Dein Gedicht gefällt mir sehr gut, nicht nur für das Stammbuch eines Gläubigen geeignet.

Liebe Grüße
molly
 

mondnein

Mitglied
Herzlichen Dank, Molly,

fürs Lesen, Bewerten und Kommentieren des Gedichts.
Es ist so etwas wie ein "halbes Telephongespräch", also eine Diskussion zwischen zwei Stimmen, von denen nur die eine ausdrücklich zu Wort kommt. Also ein Ausschnitt aus einer philosophischen oder theologischen Binnendiskussion im lyrischen Ich.

Besonders an der vierten Strophe entzündet sich mein Widerspruch:
ich kann doch einen gott nicht lieben
der mein urteil so zum spasz
in die gleich-gültigkeit getrieben?
lieblose wahl ohne augenmasz
Denn ich selbst kann in der Tat nur einen solchen "Gott" lieben, der die Waage zwischen der freien Selbstsetzung des Ich einerseits und opferbereiter Demut andererseits in deren Gleichgeltung hält, in der dynamischen Schwebe. Das heißt sogar: in der Offenheit zwischen dem Nichtsein Gottes und seinem All-Ein-Sein.

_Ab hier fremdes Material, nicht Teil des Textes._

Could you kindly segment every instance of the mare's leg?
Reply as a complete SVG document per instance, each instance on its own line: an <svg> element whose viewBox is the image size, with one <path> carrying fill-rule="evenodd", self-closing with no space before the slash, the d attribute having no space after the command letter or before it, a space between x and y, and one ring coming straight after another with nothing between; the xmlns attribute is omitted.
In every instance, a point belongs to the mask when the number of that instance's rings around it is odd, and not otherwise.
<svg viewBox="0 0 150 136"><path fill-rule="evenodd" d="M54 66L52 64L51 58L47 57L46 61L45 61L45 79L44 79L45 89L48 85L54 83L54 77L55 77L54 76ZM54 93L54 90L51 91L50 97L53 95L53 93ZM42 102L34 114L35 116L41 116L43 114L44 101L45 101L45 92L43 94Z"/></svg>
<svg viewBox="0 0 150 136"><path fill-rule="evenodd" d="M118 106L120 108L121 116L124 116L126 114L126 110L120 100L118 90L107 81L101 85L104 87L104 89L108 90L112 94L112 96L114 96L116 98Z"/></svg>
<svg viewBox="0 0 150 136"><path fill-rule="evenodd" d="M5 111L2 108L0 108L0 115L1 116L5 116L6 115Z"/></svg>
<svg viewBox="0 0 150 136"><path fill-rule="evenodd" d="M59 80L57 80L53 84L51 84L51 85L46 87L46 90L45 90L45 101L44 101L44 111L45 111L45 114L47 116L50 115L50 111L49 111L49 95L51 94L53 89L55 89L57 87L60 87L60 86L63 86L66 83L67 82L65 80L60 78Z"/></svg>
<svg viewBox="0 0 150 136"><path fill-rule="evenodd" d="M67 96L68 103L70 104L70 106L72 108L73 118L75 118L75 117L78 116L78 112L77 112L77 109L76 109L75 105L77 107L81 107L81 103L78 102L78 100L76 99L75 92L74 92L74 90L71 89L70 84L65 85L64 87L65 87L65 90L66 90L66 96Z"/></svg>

Die eine Seite der Diskussionspartner weist auf den Selbstbetrug des Erlösungsbedürftigen hin, der mit seiner Zustimmung zu einer Gottesexistenz, die ihn für seinen Glauben mit Unsterblichkeit belohnt, an der Machtbesoffenheit des "Fürsten dieser Welt" nippt. Die andere Seite liebt gerade den freilassenden, freisetzenden, ja mit der Freiheit an sich identischen "Gott der Philosophen".
Ich mag den Pascal, ich schätze ihn hoch, ich liebe ihn. Über das "feu feu feu" des Jansenisten Pascal habe ich mich früher geärgert, heute wundere ich mich darüber, bewundere ihn vielleicht auch heimlich.